Sleep disorders in a cohort of Amyotrophic Lateral Sclerosis patients

Amyotrophic Lateral Sclerosis (ALS) is a progressive neurodegenerative disease involving ultimately the respiratory muscles, resulting in alveolar hypoventilation and the need for ventilatory support. The aim was to evaluate sleep disturbances in a cohort of ALS patients, regardless of the disease stage. We retrospectively reviewed a group of 34 patients, collecting demographic and biometric parameters, lung and muscular function data, polysomnography with capnography and arterial blood gases analyze performed on average 12 months after diagnosis. Statistical analysis by SPSS 24 version.
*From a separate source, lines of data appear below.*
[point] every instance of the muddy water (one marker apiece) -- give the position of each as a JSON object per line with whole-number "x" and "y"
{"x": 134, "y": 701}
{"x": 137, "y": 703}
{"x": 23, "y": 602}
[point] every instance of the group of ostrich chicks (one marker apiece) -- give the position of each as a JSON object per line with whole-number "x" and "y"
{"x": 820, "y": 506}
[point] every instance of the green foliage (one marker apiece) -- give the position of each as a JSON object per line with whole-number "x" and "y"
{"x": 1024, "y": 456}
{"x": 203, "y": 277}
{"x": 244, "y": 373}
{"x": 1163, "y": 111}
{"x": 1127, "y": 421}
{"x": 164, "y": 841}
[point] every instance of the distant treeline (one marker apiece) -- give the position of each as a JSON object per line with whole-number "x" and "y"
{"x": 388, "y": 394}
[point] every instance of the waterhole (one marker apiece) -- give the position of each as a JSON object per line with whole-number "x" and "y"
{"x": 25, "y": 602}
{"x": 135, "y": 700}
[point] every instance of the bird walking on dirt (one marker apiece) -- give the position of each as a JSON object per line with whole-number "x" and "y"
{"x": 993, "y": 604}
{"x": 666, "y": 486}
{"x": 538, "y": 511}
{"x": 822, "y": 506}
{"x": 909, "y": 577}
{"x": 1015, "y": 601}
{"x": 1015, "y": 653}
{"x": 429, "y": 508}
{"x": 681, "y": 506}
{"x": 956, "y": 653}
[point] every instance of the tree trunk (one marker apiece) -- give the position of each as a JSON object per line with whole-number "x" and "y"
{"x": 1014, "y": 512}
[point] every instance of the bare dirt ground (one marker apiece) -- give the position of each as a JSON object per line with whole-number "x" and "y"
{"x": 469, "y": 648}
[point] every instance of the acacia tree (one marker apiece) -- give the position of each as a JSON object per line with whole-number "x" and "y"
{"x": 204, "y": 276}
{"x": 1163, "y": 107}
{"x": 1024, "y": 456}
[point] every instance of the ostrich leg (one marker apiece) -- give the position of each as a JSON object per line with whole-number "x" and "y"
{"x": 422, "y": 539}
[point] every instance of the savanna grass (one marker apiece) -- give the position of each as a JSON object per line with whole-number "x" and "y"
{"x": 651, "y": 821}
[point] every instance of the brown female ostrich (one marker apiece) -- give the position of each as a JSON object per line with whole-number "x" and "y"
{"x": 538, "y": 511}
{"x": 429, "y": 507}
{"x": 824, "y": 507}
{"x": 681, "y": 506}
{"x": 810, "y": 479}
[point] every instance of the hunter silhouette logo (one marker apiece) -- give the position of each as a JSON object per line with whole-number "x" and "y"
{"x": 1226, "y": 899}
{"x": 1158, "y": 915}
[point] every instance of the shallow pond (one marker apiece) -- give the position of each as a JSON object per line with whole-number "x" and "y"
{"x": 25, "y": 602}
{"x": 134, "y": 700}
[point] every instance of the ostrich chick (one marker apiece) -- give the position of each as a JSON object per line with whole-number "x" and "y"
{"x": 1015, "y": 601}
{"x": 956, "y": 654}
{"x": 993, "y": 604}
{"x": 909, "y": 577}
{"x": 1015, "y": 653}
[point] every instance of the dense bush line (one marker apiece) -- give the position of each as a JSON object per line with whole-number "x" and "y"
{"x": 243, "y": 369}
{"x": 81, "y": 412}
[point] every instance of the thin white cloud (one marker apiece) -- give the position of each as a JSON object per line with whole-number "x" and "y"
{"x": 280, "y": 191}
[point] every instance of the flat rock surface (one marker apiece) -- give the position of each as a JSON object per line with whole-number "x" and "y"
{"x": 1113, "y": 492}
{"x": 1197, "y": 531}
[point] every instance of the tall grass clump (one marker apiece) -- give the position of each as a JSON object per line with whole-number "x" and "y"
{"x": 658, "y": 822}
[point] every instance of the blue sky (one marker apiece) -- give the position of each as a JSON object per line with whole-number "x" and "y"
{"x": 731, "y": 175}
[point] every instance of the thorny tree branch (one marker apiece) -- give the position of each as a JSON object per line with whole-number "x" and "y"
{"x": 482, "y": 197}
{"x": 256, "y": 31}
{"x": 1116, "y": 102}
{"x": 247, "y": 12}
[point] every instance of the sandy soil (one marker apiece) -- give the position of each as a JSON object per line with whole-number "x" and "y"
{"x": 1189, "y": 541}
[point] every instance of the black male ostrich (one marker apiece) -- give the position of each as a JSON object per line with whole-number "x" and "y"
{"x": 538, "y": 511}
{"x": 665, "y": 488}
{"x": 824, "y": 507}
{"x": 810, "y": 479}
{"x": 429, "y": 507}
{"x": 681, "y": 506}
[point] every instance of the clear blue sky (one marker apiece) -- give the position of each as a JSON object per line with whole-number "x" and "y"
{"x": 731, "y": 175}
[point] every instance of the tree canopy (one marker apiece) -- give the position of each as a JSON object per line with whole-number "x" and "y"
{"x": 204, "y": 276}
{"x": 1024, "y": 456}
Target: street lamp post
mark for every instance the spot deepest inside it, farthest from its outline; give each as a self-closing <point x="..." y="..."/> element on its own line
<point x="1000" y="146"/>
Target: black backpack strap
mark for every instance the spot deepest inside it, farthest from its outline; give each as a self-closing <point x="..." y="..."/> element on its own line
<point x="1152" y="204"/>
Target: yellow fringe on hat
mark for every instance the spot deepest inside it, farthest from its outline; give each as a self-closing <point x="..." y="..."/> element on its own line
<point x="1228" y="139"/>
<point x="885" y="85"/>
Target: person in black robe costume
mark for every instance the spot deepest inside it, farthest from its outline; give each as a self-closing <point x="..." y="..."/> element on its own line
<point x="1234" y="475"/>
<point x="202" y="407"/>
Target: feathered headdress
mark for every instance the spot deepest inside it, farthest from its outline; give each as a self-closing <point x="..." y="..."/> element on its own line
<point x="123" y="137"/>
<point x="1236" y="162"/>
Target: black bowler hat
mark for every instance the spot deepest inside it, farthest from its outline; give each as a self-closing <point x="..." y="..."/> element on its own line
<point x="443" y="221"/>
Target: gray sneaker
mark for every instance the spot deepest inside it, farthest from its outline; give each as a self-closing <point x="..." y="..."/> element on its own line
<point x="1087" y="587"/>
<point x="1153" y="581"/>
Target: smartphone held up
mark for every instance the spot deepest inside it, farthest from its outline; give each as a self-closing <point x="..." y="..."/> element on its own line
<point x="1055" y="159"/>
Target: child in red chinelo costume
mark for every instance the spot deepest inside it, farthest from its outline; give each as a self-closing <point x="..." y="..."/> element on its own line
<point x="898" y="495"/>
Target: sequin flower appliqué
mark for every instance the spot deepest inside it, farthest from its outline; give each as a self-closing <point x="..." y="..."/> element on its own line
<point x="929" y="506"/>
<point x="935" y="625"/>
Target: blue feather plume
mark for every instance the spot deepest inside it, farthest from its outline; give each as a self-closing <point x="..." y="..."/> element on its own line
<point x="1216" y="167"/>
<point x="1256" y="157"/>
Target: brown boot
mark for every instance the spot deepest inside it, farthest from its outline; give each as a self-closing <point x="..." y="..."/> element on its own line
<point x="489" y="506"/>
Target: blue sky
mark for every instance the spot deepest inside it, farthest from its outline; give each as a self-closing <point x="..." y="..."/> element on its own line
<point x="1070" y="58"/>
The studied patient sample was predominantly male gender (n=23/67.6%) and with bulbar onset (n=18/52.9%); mean age was 64 years (Max.83; Min.30) and mean body mass index (BMI) of 26 kg/m2. The mean FVC was 78.6% (Max.124; Min. 15) and the mean PImax was 43 cmH2O (Max.120; Min.3). A total of 5 subjects (14.7%) presented with diurnal hypercapnia. The majority of patients (n=34/97%) had sleep disturbances with decreased REM sleep and frequent arousals (17.9 arousals per hour), and an average sleep efficiency of 43.7% (Max.92.8%; Min.14.7%). Twenty-three patients (67.4%) presented with obstructive sleep apnea (OSA). Only 5 subjects (14.7%) reported excessive daytime sleepiness (Epworth>10). Twenty-one patients have been ventilated with positive pressure, continuous in 4 of them and ventilatory support in sixteen ALS patients. The 5-year mortality was 70.6%. This study suggests that sleep disturbances may be present in ALS patients, even with conserved lung function and without sleepiness. Obstructive events should be solved, even with ventilatory support to correct the nocturnal hypoventilation or obstructive events.